Der israelische Historiker und Holocaust-Überlebende Saul Friedländer wird 75 – und erhält den Friedenspreis des Deutschen Buchhandels.

Saul Friedländer hat in dieser Woche gleich zwei Mal Grund zum Feiern

Wer aus der Geschichte lernen will, dem genügt die wissenschaftliche Analyse nicht. Er muss auch versuchen, die historische Distanz zu überbrücken, muss die Objekte seiner Untersuchung zu lebenden, leidenden, atmenden Menschen machen. Saul Friedländer, der am 11. Oktober 75 Jahre alt wird, hat die nationalsozialistische Judenvernichtung überlebt und sein Werk fortan der Erklärung des scheinbar Unerklärlichen gewidmet, das er zwischen Opferperspektive und wissenschaftlicher Untersuchung so erlebbar und detailgenau wie möglich rekonstruiert.

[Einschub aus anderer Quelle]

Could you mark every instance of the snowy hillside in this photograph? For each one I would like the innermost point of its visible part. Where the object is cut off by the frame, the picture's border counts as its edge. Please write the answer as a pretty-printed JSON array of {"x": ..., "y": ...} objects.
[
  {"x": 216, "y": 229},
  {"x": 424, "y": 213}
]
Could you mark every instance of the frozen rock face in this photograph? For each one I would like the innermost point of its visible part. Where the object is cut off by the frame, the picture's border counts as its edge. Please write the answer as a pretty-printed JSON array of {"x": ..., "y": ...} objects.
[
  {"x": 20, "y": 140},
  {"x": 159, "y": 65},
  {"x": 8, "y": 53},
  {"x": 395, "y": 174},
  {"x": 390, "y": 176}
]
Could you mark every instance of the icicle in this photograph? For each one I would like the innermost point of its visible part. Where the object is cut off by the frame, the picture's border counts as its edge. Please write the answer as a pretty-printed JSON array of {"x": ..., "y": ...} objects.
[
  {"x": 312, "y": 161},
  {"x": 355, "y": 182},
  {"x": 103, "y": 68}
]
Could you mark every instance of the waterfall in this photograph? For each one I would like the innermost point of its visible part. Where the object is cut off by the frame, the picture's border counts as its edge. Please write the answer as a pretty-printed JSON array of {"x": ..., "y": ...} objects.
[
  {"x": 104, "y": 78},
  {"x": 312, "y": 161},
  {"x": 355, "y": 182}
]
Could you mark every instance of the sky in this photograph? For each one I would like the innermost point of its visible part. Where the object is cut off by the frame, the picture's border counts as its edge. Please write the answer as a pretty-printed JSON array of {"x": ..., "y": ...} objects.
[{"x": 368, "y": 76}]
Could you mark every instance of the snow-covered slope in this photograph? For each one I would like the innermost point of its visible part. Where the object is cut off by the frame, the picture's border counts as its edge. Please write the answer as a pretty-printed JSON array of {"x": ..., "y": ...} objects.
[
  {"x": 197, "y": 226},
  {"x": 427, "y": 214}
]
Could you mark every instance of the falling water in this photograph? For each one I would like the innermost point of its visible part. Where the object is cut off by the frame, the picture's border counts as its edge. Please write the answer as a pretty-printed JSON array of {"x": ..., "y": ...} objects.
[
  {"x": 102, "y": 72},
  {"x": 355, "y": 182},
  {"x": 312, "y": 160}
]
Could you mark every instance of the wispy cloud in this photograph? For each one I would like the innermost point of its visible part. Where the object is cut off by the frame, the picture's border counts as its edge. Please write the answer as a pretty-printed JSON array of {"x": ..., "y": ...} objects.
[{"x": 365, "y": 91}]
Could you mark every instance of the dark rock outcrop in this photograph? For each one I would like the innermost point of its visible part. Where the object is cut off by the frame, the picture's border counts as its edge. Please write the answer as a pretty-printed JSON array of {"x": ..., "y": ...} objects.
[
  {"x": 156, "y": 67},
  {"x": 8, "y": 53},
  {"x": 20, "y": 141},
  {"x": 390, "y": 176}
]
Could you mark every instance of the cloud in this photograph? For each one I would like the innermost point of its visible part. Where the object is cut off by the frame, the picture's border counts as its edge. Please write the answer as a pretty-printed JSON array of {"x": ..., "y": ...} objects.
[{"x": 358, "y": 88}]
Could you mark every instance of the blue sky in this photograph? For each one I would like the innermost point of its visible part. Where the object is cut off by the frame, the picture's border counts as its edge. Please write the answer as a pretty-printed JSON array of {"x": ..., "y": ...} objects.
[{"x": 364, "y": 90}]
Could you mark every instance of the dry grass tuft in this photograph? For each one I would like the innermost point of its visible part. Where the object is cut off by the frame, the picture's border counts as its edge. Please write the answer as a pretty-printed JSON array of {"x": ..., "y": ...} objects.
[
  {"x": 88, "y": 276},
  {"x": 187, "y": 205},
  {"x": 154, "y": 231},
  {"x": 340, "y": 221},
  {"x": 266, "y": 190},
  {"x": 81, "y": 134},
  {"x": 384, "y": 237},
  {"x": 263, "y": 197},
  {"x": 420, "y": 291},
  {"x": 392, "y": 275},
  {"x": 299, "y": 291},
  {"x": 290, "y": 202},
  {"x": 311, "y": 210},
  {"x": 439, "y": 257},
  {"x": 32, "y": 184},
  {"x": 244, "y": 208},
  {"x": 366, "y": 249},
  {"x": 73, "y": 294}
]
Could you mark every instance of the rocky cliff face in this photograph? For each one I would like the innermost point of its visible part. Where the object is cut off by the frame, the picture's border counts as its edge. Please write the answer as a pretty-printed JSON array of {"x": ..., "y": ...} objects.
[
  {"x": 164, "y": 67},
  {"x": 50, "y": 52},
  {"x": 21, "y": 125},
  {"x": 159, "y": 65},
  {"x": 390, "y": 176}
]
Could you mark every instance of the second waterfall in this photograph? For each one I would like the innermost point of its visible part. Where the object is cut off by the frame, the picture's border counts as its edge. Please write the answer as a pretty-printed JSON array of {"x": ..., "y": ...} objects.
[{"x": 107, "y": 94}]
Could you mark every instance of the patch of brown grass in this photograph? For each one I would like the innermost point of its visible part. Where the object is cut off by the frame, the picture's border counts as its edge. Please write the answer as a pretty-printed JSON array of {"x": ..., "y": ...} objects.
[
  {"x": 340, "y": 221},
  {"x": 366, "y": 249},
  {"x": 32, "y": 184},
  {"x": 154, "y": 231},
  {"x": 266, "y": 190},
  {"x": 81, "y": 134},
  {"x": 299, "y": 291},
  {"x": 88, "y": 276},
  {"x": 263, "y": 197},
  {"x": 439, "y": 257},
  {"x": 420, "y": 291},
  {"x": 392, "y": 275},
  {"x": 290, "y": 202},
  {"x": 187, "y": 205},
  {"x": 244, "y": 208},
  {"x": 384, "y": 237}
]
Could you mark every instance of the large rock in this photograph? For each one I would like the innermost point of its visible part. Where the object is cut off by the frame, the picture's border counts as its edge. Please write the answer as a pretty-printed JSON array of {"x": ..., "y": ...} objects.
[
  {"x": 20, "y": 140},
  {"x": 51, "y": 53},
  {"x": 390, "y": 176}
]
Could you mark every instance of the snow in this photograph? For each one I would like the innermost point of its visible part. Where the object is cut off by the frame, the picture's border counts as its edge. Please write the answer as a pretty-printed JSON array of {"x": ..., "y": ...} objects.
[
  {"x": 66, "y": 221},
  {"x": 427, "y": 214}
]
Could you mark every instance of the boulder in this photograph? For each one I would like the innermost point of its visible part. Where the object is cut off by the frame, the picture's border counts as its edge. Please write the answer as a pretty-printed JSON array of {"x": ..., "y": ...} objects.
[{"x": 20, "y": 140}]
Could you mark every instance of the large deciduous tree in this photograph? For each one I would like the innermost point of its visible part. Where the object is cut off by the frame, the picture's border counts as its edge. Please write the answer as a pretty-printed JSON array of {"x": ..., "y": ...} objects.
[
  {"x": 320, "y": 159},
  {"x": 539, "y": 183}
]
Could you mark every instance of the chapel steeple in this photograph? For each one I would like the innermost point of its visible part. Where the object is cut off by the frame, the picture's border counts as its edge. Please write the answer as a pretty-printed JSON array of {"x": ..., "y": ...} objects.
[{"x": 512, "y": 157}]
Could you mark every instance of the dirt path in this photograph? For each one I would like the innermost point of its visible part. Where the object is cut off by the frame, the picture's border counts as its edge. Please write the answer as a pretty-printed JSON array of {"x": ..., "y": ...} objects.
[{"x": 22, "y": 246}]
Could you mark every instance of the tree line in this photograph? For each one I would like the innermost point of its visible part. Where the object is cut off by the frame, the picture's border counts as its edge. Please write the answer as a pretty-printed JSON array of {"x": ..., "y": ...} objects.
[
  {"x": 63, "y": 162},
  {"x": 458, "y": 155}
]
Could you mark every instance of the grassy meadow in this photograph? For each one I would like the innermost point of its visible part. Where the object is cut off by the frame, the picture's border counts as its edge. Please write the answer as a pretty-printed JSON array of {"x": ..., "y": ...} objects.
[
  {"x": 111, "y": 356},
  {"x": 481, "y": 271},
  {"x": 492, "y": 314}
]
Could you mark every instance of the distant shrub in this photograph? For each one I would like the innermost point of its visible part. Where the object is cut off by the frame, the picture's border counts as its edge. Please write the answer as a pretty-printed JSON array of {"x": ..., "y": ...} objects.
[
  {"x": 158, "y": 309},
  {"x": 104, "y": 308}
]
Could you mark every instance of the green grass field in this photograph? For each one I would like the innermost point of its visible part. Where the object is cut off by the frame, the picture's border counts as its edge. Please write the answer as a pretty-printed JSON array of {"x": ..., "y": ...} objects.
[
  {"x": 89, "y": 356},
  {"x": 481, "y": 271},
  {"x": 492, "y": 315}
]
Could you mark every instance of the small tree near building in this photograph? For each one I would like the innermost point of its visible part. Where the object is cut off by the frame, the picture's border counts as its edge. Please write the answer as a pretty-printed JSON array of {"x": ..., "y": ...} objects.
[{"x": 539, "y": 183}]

Seine Eltern, deutschsprachige Juden aus Prag, flohen vor den Nazis mit ihm nach Frankreich. Als auch dort die Wehrmacht einmarschierte, brachten ihn seine Eltern in ein katholisches Internat. Sie selbst wurden beim Versuch, in die Schweiz zu entkommen, von Gendarmen des Vichy-Regimes verhaftet, an die Deutschen ausgeliefert und von diesen nach Auschwitz deportiert, wo sie in den Gaskammern des Konzentrationslagers umkamen.

Israeli und Weltbürger

Friedländer überlebte in dem Konvent, wo ihn die Geistlichen versteckt hielten. Nach Kriegsende trat er, geprägt von den leidvollen Erfahrungen der vergangenen Jahre, für den Zionismus ein und nahm 1948 am israelischen Unabhängigkeitskrieg teil. Danach studierte er in Tel Aviv, Paris und Genf, wo er 1963 promovierte. Seit 1976 lehrt er an der Universität Tel Aviv moderne europäische Geschichte, seit 1987 auch in Los Angeles, wohin sich sein Lebensmittelpunkt zunehmend verlagerte. In Israel tat er sich als scharfer Kritiker der Besatzung palästinensischer Gebiete hervor und trat für einen Dialog mit den Palästinensern ein.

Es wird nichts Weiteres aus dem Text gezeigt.